Earnings are expected from Home Depot, Saks and Target before the bell. Hewlett-Packard reports after the bell. Also of interest is Intel's Developers Forum in San Francisco.
Fannie Slaps Stocks
Double trouble from Fannie Mae and Freddie Mac cast a chill over the entire stock market Monday. As those two stocks melted down to near 20-year lows, traders focused on a Barron's story saying it is becoming more likely they will be bailed out by the government. That talk has been around for awhile but it is building momentum as the equity value of the two companies shrinks.
The Dow fell 180 or 1.5 percent to 11,479, the biggest drop since Aug. 7. It is still 4.7 percent from its July 15 low of 10,962. The S&P 500 fell 19.60 points or 1.5 percent to 1278.60. The S&P financial sector was the worst performer, off 3.6 percent. Besides Fannie and Freddie, other financials also sold off. Lehman was lower on reports it could lose $1.8 billion during the quarter.
"Mortgages are down pretty sharply today ... It seems pretty clear that somehow they've got to get more capital," said John Sprow, senior portfolio manager with Smith Breeden. As the stocks of Fannie and Freddie continue to lose ground, the task of raising capital becomes even more difficult.
"To me, it seems like the only end game is for the government to step in, even though they said today they have no intention," he said. "I don't know if they wait for the equities to hit some price before they step in. At some point, there's nothing left."
Sprow said it's unclear exactly how a government take over would work. "When the government steps in, I would look at Ginnie Mae as the model they would work toward ... It's a wrapper. It doesn't have a portfolio," he said.
Could Oil Turn?
Oil continues to trade lower, and on Monday it was at its lowest close since May 1. Crude fell $0.90 per barrel to $112.87.
"We're looking at the 200-day moving average, which stands at $110.27. It's in the neighborhood. It's looking like it's a major breaking point," said John Kilduff, senior vice president of M.F. Global. "If we break through it, it could sell off considerably, or if it holds we could bounce the other way."
Kilduff, a CNBC contributor, says it's more likely it will hold at that level and start to move higher, based on the way some other commodities are now trading. He pointed to corn and gold.
Gasoline, meanwhile is down 6.9 cents per gallon last week, to $3.74 per gallon, the lowest pump price since May 12, according to the EIA.
Jolted by Financials
Brian Stutland, president of Stutland Equities LLC, trades the VIX at the CBOE, and said it moved in response to speculation the government could step in to help out Fannie and Freddie. He said Monday's move could be the start of a new trend in its trading pattern.
"You saw Fannie and Freddie go down about 20 percent. You saw spillover in the options market volatility, and you saw a spike up in the VIX. I would have expected it to get to 24 or 25," he said. The VIX closed at 20.98, which was a 7.2 percent move.
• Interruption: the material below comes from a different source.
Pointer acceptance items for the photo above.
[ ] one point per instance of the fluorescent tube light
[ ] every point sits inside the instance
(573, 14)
He said the idea that the government is there to step for Fannie and Freddie seems to have muted the volatility, ie market fear.
"This was definitely a pretty big move," he said. "We saw 7 to 10 percent moves pretty consistently in early July but since we had an uptrend in the market, and the volatility has come down."
"Typically, what you se is when there's credit issues happening in the financial world, you tend to see a little increase in volatility in the stock market, and it's typically reflected in the VIX," he said. In March, for instance, the VIX got as high as 30 on the Bear Stearns news. "So now I think there's confidence in the government" plan to back stop Fannie and Freddie, he said.